Monitoring gives us observability in our system and helps us to discover, understand, and address issues to minimize their impact on the business. It’s clear then, why you should aim for the best solutions out there; especially when you build a microservices architecture that has brought up new challenges in regards to observability.
The future of microservices monitoring depends on what kind of solutions become standardized in the industry and what new features will we see in the future that will make your applications much better. In this article I theorize what are these new monitoring features and what can we expect in 2018.
To collect and analyze monitoring data, first, you need to extract metrics from your system — like the Memory usage of a particular application instance. The type of monitoring that provides details about the internal state of your application is called white-box monitoring, and the metrics extraction process is called instrumentation.
Current APM (Application Performance Monitoring) solutions on the market like NewRelic and Dynatrace rely heavily on different levels of instrumentations, this is why you have to install vendor specific agents to collect metrics into these products.

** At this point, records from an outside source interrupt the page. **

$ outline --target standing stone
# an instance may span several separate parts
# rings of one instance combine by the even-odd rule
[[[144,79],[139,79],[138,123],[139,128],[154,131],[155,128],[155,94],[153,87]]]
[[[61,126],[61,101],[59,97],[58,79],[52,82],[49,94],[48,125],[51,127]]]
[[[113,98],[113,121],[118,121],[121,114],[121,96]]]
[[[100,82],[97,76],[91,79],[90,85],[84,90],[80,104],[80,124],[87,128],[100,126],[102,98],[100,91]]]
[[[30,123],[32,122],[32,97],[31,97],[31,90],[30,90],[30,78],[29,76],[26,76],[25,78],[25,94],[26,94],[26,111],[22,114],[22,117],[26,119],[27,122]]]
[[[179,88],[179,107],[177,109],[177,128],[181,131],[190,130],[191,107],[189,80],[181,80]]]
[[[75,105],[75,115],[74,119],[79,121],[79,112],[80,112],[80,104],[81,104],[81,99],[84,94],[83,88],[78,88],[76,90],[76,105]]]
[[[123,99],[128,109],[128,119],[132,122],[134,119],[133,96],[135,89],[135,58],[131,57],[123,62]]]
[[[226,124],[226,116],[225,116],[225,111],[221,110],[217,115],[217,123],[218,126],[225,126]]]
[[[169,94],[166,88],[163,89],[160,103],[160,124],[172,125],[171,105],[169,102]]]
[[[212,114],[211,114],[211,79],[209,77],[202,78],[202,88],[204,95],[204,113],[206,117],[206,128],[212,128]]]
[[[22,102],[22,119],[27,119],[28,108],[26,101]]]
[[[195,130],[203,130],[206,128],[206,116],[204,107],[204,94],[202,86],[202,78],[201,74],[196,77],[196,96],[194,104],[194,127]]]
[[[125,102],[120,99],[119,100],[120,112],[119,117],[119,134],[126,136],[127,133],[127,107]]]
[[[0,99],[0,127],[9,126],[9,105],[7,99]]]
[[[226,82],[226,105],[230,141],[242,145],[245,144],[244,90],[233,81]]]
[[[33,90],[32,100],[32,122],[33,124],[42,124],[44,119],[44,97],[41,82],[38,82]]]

Agents can instrument your application at various places. They can extract low-level language specific metrics like Garbage Collector behavior or library specific things like RPC and database latencies as well.
Keep in mind that instrumentations can be very specific and usually need expertise and development time. As instrumentations are part of the running code, a bad instrumentation can introduce bugs into your system or generate an unreasonable performance overhead.
Instrumenting your system can also produce extra lines of code and bloat your application’s codebase.
We discussed earlier that current APM solutions provide agents to instrument our application and collect metrics. Creating and maintaining these agents need a lot of effort from the APM vendors side as they have to support multiple versions of languages and libraries that their customers use.
They need to continuously run tests against these different versions and benchmark their performance overhead to ensure that they won’t introduce any bug into the instrumented application.
If you check out collector agents from multiple APM vendors, you will realize that they are very similar from an implementation point of view. These companies put a tremendous amount of work to create the best agent for their customers while they reimplement the same thing and maintain their agent separately.
Having vendor specific agents can also lead to a situation when developers start to use multiple monitoring solutions and agents together as they miss some features from their current APM solution. Multiple agents usually mean multiple instrumentations on the same code piece, which can lead to an unnecessary performance overhead, false metrics or even bugs.
I think that the trend of using vendor-specific agents will change in the future and APM providers will join their efforts to create an open standard for instrumenting code. The future could lead to an era where agents are vendor-neutral, and all values will come from different backend and UI features.
Latest technology and architecture trends like containerization and microservices changed the way we write and run our applications.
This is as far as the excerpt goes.